Stay nearby for support, but don't take over.
Teach Them to Read Situations
Assertiveness isn't one-size-fits-all. Help them discern: - When is this worth speaking up about? - Who is safe to speak up to? - What's the best time and place? - What tone is appropriate?
Discuss Peer Pressure
As children get older, assertiveness becomes crucial for resisting peer pressure. Discuss scenarios:
"What would you do if friends wanted you to do something you knew was wrong?"
Practice saying no in various ways: "No thanks." "I don't want to." "I'm not into that." "My parents would kill me."
Model Assertiveness
Let them see you: - Express your needs clearly - Set boundaries respectfully - Handle conflict without aggression - Advocate for yourself and for them
Narrate what you're doing: "I'm going to tell the waiter that this isn't what I ordered. Watch how I do it politely."
When They're Too Assertive
Some children need to learn to dial it back—they're assertive to the point of rudeness or aggression.
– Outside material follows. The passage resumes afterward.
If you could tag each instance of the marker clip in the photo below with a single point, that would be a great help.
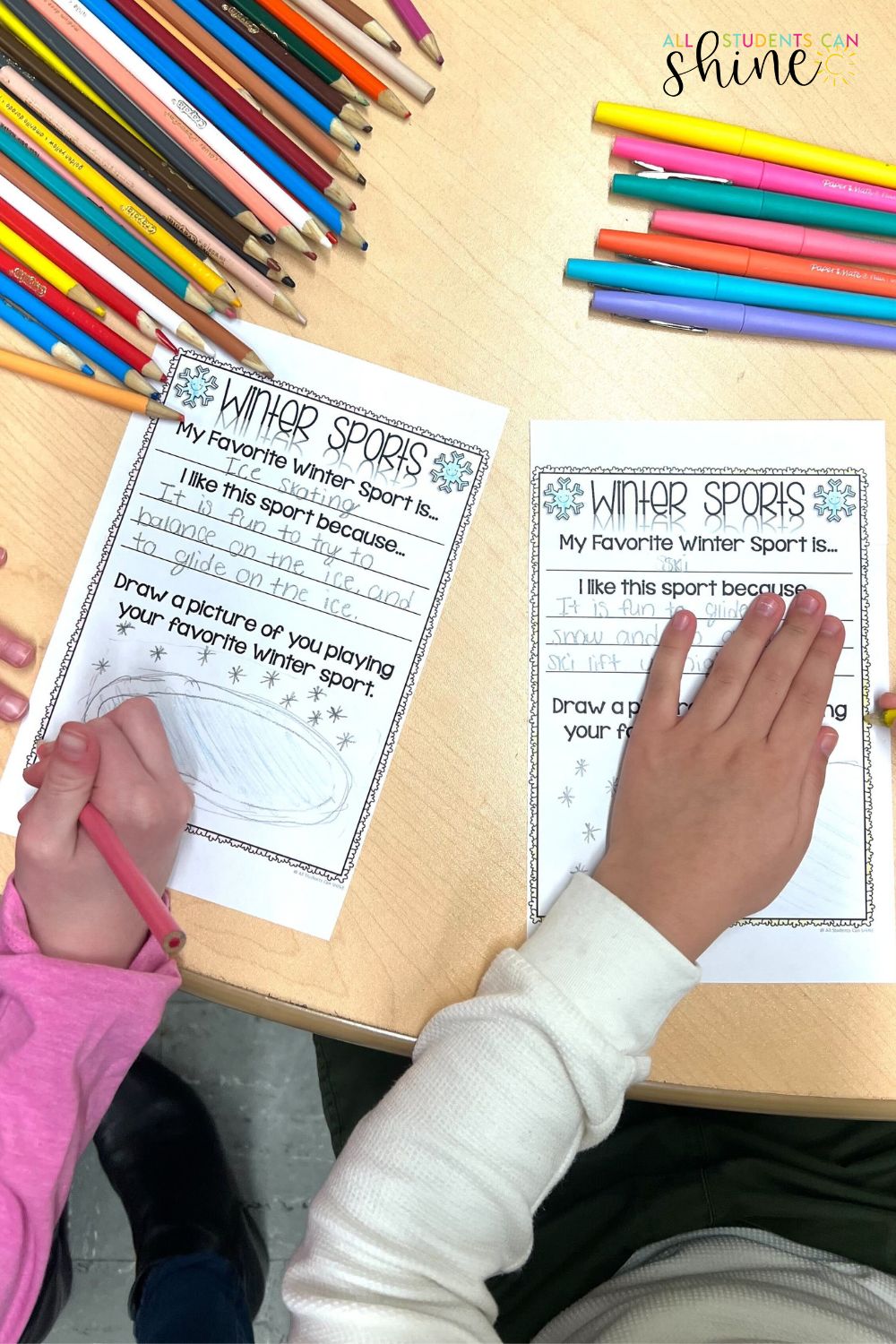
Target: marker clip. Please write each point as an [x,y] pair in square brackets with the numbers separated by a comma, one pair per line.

For these children, teach: - Tone matters as much as words - Other people's feelings are also important - There's a difference between assertive and demanding - Listening is part of communication
The Goal
A child who can speak up for themselves is better equipped for life: for friendships, for school, for work, for relationships, for their own safety.
They won't get it right every time—none of us do. But with practice, they'll develop the confidence to express themselves clearly, set boundaries, and advocate for what they need.